Scientific advice for governmental management of marine resources relies on acoustical observation methods. Quantification and identification of fish and plankton species are often achieved using multi-frequency acoustic data. Accurate measurements of backscattering cross-sections and volume backscattering coefficients are essential. Systematic errors from finite-amplitude sound propagation are demonstrated in experimental survey measurements on Atlantic mackerel using 120 kHz and 200 kHz echosounders and high power settings. Finite-amplitude signal distortion causes excess transmission loss that is not accounted for in fisheries acoustics today, other than by fixed limits on the maximum transmitted power. The demonstrated errors are of a magnitude that can seriously bias abundance estimation and species identification. It is shown how the finite-amplitude effects can be modelled and predicted quantitatively, within a framework of electroacoustic power budget equations.
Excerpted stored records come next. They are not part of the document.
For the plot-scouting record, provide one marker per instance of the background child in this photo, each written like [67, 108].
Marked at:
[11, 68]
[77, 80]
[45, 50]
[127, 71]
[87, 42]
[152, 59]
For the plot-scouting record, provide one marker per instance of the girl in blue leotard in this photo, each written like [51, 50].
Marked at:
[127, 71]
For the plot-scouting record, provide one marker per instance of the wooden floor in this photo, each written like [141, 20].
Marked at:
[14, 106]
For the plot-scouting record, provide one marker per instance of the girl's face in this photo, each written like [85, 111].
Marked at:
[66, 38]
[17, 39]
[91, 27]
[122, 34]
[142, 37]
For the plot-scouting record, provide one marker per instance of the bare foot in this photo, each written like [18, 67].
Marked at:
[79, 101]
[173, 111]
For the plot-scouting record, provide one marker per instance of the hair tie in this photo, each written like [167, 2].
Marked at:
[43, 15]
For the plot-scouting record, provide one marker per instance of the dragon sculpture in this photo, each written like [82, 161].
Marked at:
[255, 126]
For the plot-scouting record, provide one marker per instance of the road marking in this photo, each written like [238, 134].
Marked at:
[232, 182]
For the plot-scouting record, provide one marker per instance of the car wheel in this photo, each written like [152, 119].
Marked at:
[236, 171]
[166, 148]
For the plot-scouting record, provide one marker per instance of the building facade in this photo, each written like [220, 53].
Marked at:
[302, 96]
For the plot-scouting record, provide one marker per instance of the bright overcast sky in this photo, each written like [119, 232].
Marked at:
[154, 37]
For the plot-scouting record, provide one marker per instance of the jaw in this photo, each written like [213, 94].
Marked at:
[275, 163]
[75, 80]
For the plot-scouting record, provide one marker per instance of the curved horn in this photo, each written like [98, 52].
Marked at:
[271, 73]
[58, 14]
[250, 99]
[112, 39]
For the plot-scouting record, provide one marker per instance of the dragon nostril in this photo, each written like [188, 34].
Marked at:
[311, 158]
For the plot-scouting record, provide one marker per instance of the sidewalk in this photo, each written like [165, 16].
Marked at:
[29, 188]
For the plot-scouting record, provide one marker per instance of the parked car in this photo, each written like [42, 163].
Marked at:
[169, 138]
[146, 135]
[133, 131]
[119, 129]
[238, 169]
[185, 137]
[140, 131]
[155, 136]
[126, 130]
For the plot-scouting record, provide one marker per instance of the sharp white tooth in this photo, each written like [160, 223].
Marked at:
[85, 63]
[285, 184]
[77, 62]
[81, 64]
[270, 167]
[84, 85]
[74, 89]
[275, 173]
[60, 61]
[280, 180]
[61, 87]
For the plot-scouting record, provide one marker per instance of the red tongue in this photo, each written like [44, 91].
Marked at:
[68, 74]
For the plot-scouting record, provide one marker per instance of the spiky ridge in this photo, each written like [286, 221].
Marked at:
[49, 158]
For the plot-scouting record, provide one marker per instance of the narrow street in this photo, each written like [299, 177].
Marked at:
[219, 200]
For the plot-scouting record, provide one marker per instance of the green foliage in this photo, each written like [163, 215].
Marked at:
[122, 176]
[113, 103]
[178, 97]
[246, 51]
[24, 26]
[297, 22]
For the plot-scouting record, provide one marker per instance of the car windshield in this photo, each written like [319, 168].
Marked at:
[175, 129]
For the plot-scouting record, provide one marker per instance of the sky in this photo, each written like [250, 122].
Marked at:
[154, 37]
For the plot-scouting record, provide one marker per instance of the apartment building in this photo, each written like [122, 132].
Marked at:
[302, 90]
A method is provided to calculate related errors in echosounder calibration and oceanic measurement of acoustic volume backscattering. When accounting for finite-amplitude effects in echosounder signal processing, higher transmit powers can be used when needed to improve signal-to-noise ratio or extend measurement range. The results indicate that historical survey data can be adjusted for such errors using numerical simulations. The echosounder characteristics relevant to finite-amplitude effects can be determined by laboratory measurements.